PantherNOW Editorial Board

After FIU’s hiring pause on university workers from “countries of concern,” it’s not surprising that the university community has quickly responded.

Two students were dismissed from FIU as graduate research assistants because of the law, SB 846. They filed suit against Florida last month, alleging that it violates federal laws on immigration and employment. 

These students are immigrants who believed in all of the empty promises about Florida being a great place for higher education. Now, they’re abandoned by their university because of the fear that has been generated. 

A press release from the American Civil Liberties Union argues that SB 846 “will codify discrimination against people of Asian descent in violation of the Constitution.”

“It will also cast an undue burden of suspicion on anyone seeking to study whose name sounds remotely Asian, Russian, Iranian, Cuban, Venezuelan, or Syrian.”

For these two FIU students, the law has a devastating effect. For them, their research positions aren’t just their livelihood-their entire academic careers hinge on this work.

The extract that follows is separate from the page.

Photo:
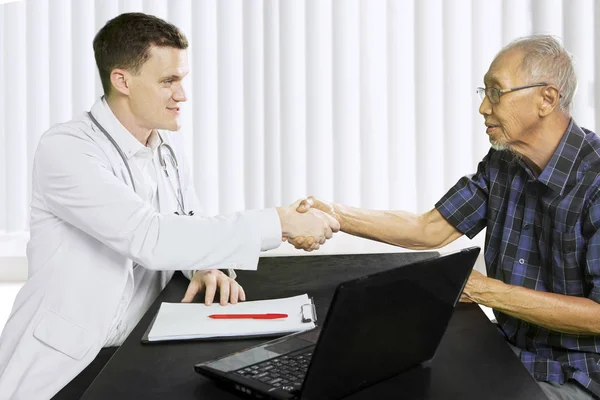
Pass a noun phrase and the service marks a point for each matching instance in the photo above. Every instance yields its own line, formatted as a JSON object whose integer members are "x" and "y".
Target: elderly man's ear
{"x": 550, "y": 100}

It’s not that these students were even denied opportunities- they were stripped of the ones they had already earned.  

All the time and resources they’ve invested in coming to the U.S. to work hard- gone. Without a second thought from our legislators and the governor.

It’s not just their academic careers and professional opportunities- the lawsuit points out that they also lose their “salaries and accompanying full tuition waivers.”

As we wrote before, this law is simply poor quality. 

If state security is of interest then there are other ways to go about ensuring that security without jeopardizing other state interests and the lives of individuals who have done nothing more than be immigrants.

Last year, Governor Ron DeSantis had lots to say about how great higher education is in Florida. 

“Florida has ranked number one in higher education for seven years in a row,” DeSantis said (in response to prohibiting DEI, we might note). 

“Florida is taking a stand for empowering students, parents, and educators to focus on creating opportunities for our younger generations.”

Really? Kicking out some of the best minds in the state indiscriminately based largely on their country of origin hardly seems like this state investing in education and “opportunities for our younger generations.” 

Again, we acknowledge that the law doesn’t automatically require immediate dismissal of these foreign students and faculty, but because it’s so poorly written and vague, the result is essentially the same- tossing the baby out with the bathwater. 

Like we said before, the law has a chilling effect on universities, making them nervous to hire applicants from outside the U.S. 

We’re seeing that right here in Miami, at FIU, a university that has “international” right in the name

We already pointed out the cracks and weaknesses in SB 846 in our last editorial on the subject– how it’s redundant and serves no genuine, useful purpose. 

Our point here is that because of the piss-poor work of our representatives, we are seeing the real-life impact on students like us who have done nothing wrong.

Our legislators and governor ought to be ashamed of themselves. If you thought this law made you look tough, it just makes you look stupid.

If you think it achieved a state security goal, then we question your understanding of state security. 

Their lives are upside down while you all sit comfortably, across the state and up in your offices in Tallahassee. 

We hope these students can make their case about how this law is patently unconstitutional and how because it’s poorly written, it has devastating implications for international students across this state and especially at FIU.